Get loss, gradient and hessian in one go

qq-me · April 29, 2025, 4:53pm

Currently I do this:

from collections.abc import Sequence
import torch

def jacobian(input: Sequence[torch.Tensor], wrt: Sequence[torch.Tensor], create_graph=False):
    flat_input = torch.cat([i.reshape(-1) for i in input])
    return torch.autograd.grad(
        flat_input,
        wrt,
        torch.eye(len(flat_input), device=input[0].device, dtype=input[0].dtype),
        retain_graph=True,
        create_graph=create_graph,
        allow_unused=True,
        is_grads_batched=True,
    )

input = torch.randn(3, requires_grad=True)
loss = (input**2).mean()
grad = torch.autograd.grad(loss, input, create_graph=True)
hessian = jacobian(grad, [input])

However as I understand the most efficient way of computing hessian is torch.func.hessian — PyTorch 2.7 documentation

But my trouble is that when I use it, I do this:

def fn(x): return x.pow(2).mean()
loss = fn(input)
grad = torch.autograd.grad(loss, input)
hessian = torch.func.hessian(fn)(input)

Doesn’t hessian then need to re-evaluate the function value and the gradients again even though I have already computed them? My function might be quite expensive. What would be the best solution to calculating hessian?

KFrank · April 30, 2025, 4:12pm

Hi Ivan!

qq-me:

But my trouble is that when I use it, I do this:
def fn(x): return x.pow(2).mean()
loss = fn(input)
grad = torch.autograd.grad(loss, input)
hessian = torch.func.hessian(fn)(input)
Doesn’t hessian then need to re-evaluate the function value and the gradients again even though I have already computed them?

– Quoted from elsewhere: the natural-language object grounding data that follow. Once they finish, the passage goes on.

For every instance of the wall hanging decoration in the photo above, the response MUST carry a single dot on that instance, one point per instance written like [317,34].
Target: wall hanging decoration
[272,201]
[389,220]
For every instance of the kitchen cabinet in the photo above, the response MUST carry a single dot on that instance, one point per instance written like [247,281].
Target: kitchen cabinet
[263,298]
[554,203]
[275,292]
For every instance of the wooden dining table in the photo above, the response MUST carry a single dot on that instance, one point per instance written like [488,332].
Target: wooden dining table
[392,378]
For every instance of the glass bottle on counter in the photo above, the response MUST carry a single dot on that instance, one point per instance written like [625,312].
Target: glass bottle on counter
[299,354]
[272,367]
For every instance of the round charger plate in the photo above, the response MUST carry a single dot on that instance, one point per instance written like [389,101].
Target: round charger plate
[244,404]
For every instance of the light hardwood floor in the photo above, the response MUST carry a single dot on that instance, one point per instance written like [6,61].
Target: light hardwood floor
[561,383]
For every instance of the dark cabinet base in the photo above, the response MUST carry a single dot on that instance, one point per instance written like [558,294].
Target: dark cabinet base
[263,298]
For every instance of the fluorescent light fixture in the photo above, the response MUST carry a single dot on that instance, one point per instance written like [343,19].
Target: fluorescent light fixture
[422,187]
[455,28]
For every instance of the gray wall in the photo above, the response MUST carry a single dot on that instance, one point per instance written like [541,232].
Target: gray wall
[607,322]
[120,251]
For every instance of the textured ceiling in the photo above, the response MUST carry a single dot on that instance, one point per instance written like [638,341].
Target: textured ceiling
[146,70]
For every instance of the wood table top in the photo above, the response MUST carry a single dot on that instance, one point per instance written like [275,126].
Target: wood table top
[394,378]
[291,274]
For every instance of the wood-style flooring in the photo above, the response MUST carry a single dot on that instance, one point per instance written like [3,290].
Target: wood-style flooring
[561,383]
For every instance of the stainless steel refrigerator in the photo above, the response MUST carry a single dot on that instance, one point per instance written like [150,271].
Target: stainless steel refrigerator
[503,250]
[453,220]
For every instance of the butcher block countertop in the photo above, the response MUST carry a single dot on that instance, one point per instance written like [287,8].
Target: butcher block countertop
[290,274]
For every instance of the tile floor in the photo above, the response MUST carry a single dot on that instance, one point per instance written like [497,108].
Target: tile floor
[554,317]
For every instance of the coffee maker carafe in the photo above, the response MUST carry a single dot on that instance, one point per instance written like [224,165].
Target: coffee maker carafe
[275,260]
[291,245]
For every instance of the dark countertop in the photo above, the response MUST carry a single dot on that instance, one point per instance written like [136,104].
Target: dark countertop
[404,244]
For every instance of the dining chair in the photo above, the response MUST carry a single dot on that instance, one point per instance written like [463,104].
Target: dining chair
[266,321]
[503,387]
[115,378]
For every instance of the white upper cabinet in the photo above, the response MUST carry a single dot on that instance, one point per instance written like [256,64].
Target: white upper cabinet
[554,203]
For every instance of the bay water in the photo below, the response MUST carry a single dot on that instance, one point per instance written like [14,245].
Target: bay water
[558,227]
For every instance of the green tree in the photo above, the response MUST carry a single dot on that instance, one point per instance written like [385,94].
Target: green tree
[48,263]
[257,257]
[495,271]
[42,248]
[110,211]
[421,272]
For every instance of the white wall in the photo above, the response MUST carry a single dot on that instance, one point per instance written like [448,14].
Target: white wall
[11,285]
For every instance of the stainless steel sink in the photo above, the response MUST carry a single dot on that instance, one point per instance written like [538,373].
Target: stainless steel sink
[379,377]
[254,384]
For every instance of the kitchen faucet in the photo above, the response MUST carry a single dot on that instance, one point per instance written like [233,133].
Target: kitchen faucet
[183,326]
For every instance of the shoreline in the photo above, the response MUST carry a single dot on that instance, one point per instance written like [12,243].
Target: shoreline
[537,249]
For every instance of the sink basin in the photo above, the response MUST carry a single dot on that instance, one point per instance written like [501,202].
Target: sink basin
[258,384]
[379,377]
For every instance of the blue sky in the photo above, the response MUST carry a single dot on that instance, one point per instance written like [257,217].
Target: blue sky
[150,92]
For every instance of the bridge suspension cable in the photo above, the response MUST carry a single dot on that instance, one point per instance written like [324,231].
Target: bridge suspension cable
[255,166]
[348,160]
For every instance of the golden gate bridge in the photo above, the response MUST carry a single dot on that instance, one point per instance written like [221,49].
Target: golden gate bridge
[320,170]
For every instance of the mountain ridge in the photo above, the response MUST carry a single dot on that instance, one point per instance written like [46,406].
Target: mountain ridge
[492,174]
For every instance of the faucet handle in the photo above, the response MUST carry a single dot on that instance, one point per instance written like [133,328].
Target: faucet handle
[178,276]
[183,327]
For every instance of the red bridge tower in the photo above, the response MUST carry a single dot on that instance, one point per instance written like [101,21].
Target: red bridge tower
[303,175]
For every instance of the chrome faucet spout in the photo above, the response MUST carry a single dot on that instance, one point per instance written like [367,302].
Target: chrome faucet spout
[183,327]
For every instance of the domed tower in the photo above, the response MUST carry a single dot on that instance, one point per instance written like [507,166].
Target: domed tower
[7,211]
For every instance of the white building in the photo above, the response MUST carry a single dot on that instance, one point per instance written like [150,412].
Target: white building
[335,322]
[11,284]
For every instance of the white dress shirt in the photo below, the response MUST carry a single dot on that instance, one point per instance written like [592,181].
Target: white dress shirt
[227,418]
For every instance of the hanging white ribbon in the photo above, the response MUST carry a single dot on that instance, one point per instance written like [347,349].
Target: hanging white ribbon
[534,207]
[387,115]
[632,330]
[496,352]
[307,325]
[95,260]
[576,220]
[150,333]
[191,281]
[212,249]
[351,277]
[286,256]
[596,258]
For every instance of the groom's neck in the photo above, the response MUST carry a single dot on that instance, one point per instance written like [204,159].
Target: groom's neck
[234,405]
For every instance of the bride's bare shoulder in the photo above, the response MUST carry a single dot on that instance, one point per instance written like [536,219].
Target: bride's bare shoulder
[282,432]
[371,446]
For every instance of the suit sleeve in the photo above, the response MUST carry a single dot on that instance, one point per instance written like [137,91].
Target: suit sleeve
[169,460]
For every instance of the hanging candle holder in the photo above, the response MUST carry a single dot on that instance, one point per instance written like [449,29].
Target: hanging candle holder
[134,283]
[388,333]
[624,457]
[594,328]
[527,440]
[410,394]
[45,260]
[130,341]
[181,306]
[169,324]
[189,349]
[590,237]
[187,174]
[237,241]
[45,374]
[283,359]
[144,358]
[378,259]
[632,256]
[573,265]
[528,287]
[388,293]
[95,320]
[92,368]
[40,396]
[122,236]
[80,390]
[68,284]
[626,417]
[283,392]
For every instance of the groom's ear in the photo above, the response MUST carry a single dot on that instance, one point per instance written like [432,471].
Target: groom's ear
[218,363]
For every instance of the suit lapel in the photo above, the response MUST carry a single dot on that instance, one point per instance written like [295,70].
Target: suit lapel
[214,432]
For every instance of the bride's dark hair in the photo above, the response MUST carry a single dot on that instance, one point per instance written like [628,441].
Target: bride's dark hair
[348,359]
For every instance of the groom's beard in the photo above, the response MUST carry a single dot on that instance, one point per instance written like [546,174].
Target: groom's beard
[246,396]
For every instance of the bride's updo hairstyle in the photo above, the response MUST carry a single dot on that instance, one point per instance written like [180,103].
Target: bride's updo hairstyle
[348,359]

I believe that you are correct about this. I am not aware of any pre-packaged pytorch
hessian functionality that also gives you access to the loss and grad it would have
computed under the hood.

So I do believe that func.hessian() does require duplicative computation in your use
case.

On the other hand, if your grad consists of n components, computing the hessian
(e.g., with func.hessian()) requires n autograd passes (in addition to the first autograd
pass used to compute grad). So the duplicative computation may well be relatively
insignificant.

It is also conceivable that func.hessian() contains some minor internal efficiencies
that are sufficient to overcome the cost of the unnecessary computation.

Note that if your function is expensive, it is also likely the first-derivative backward pass
for grad and the second-derivative backward passes for hessian will be expensive.
So, again, the cost of the n second-derivative backward passes may dominate the
overall cost, with cost of the redundant computation of loss and grad being relatively
minor.

If the cost of hessian is important to your use case, it would probably make sense to
time both approaches.

Best.

K. Frank.